Banks urged to ease lending rules for flat-pack homes
The Albanese government has challenged Australia’s major banks to relax their lending rules for flat-pack homes after the Commonwealth Bank moved to make financing easier for houses built from prefabricated parts, amid a nationwide push to address the housing supply crisis.
CBA on Friday announced it would address barriers to financing for prefabricated construction, following a Treasury roundtable in November when banks, superannuation funds and other institutional investors committed to making it easier to lend for prefab homes that are quicker to build than homes built with traditional methods.
“There’s a national effort needed … to actually come up with innovative and creative solutions [to address the supply of housing’],” said CBA executive general manager of home buying Michael Baumann while touring ModSpace, which makes prefab homes, in Essendon Fields on Friday morning.
Prefabricated homes, also known as flat-pack and modular homes, are built in factories and transported near completion. However, homeowners are traditionally required to stump up 90 per cent of construction costs for prefab homes banks lend only for the final 10 per cent once the home has been transported to the site.
Under CBA’s new policy, which is a major bank first that will take effect this quarter, the bank will now provide progress payment loans of up to 80 per cent of construction costs ahead of the prefab home being affixed to the land, in a move welcomed by Industry Minister Ed Husic.
CBA will provide a maximum loan of $1.5 million for the construction of homes larger than 30 square metres. CBA will also help develop a standard form contract for “modern methods of construction”, such as flat-pack homes, to streamline the process for builders and borrowers when applying for a bank loan.
“As a government, we’ve been working with the building industry to cut red tape while encouraging banks to remove financing barriers holding back prefab and modular housing,” Husic said. “CBA has thrown out the challenge to the other banks with this move to see what more they can do to smooth the path for homebuilders interested in these methods.”
The Albanese government has turned to prefab homes to help deliver its target of building 1.2 million houses by the middle of 2029, which is behind schedule as construction costs remain high and potential buyers struggle due to high interest rates.
Treasury convened a roundtable in November to help drive capital into housing. The government is funding a voluntary certification scheme to simplify the process to get prefabricated housing approved under the National Construction Code.
Mathew Aitchison, chief executive of Building 4.0 Co-operative Research Centre and a professor of architecture at Monash University, welcomed CBA’s move, which he described as a breakthrough that he hoped would spur other major lenders to follow suit.
He said financing challenges had been a “thorn in the side of this industry”.

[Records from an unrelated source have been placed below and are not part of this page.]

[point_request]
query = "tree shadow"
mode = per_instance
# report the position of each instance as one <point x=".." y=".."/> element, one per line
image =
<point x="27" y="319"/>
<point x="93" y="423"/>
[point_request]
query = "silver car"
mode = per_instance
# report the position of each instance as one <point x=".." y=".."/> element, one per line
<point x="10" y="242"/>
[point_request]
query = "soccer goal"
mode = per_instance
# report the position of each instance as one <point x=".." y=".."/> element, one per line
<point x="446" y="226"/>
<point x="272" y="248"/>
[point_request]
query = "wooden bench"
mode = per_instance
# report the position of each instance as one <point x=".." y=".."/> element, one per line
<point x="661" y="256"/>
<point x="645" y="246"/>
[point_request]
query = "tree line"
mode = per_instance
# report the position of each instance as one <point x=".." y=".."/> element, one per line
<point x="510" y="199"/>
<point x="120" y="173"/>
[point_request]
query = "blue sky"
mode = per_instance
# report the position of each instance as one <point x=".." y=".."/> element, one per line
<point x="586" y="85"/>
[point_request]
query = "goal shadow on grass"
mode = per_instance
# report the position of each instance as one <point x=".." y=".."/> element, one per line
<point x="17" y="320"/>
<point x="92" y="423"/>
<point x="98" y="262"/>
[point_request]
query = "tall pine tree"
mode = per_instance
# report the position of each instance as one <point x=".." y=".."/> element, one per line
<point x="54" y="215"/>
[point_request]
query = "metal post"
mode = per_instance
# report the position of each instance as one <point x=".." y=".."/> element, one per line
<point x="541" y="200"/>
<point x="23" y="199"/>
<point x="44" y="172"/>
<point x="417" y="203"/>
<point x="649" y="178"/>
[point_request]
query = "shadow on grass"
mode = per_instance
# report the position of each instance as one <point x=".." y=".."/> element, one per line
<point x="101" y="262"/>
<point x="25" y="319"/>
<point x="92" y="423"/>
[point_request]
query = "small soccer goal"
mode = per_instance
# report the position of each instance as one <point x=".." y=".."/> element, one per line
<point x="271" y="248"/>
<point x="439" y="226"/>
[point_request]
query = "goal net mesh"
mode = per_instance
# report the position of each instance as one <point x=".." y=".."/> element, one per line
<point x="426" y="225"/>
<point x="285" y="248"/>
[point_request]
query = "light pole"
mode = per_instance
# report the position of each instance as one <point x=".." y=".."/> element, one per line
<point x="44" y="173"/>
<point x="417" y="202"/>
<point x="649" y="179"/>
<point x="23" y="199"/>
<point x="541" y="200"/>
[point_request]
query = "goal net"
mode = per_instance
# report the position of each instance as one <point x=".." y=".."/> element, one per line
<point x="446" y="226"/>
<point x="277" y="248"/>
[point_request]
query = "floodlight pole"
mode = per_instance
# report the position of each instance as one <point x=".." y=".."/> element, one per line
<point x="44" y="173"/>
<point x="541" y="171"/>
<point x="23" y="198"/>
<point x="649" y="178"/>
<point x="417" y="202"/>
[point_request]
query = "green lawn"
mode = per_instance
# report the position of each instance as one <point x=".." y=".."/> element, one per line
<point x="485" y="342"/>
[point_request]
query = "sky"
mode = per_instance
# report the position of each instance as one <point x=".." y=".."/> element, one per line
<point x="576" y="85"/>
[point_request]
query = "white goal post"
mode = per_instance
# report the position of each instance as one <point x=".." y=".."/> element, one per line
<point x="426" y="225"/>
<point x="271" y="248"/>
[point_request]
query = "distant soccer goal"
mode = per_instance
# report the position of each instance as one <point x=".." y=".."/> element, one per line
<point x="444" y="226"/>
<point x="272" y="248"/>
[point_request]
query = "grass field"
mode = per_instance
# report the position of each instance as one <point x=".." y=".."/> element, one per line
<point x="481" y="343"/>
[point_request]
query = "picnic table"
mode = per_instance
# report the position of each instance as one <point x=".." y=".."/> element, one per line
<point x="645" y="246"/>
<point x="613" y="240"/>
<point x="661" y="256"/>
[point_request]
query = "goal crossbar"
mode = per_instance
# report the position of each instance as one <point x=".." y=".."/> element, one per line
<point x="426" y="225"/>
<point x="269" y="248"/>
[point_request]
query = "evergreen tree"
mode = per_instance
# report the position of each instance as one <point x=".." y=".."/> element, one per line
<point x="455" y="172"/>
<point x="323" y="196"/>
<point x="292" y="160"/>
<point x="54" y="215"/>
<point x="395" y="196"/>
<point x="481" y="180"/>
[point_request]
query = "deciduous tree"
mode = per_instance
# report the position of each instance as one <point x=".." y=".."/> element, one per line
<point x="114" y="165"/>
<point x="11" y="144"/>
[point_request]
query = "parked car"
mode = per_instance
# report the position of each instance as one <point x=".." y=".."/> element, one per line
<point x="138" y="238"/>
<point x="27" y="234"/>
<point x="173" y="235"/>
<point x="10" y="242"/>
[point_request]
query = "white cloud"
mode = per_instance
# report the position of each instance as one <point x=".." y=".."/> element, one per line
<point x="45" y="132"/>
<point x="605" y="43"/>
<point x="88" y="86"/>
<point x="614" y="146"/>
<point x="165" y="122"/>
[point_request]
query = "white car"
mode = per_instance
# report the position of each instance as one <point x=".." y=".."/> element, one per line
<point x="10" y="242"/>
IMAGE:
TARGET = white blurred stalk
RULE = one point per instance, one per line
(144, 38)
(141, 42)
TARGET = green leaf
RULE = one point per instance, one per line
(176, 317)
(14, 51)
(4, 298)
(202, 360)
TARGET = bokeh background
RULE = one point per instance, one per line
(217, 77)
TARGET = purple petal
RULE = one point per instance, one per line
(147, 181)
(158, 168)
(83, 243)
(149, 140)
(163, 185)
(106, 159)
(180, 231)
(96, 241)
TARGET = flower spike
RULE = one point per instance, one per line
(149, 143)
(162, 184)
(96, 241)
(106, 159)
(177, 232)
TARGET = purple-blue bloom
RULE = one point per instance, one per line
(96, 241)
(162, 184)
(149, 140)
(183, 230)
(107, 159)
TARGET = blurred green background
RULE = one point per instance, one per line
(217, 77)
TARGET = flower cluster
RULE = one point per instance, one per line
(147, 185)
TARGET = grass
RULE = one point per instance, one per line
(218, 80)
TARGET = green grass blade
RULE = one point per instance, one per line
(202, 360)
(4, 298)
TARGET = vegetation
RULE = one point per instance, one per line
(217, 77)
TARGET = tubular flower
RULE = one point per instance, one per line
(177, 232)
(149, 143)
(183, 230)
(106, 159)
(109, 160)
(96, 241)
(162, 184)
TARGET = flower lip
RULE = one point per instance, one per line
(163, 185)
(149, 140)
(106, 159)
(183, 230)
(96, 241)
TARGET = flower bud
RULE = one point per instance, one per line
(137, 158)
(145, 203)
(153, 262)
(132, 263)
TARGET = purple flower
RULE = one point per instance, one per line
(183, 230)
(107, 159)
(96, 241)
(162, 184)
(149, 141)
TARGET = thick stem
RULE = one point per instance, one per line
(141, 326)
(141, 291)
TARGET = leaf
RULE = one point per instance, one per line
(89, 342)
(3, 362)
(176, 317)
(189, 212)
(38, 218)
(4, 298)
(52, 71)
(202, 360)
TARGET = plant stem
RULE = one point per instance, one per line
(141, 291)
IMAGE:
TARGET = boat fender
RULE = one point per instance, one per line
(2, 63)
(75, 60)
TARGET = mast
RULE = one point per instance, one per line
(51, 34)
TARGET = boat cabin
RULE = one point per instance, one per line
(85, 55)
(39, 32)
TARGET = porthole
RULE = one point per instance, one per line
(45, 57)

“I had a friend who was caught up in the northern NSW floods. He sourced a prefab building that he could afford and that responded to the design needs he had, only to find banks wouldn’t lend him the money because they didn’t have anything to secure it against like they would in a traditional build,” Aitchison said.
“Lending on things that aren’t physically located on one site is not novel to almost every other part of the economy, but given the ways banks lend on mortgages … it felt like a vestigial remnant of pure inertia. The fact they addressed this finally is common sense.”
The construction industry says 5 per cent of homes in Australia are made from prefabricated parts but Aitchison said the real figure was unknown because of poor data collection. The federal government hopes modular homes will make up 15 per cent of the country’s housing supply over the coming decades.
Prefab Aus founding director Damien Crough said he was confident CBA’s new lending rules would lead to a significant uplift in the number of people buying prefabricated homes.
“We have a significant challenge with the housing crisis, but we have a lot of really positive things happening … and there’s a lot of government incentives to push towards re-industrialisation and creating a really sustainable industry in Australia,” Crough said.
A recent Productivity Commission report showed prefabrication could reduce construction costs by up to 20 per cent and halve project timelines.
However, the cost of modular homes is comparable to traditional builds as transport fees can offset savings. But the industry says buyers could save money on rent and mortgage repayments while waiting for their modular home to be built as they are completed sooner.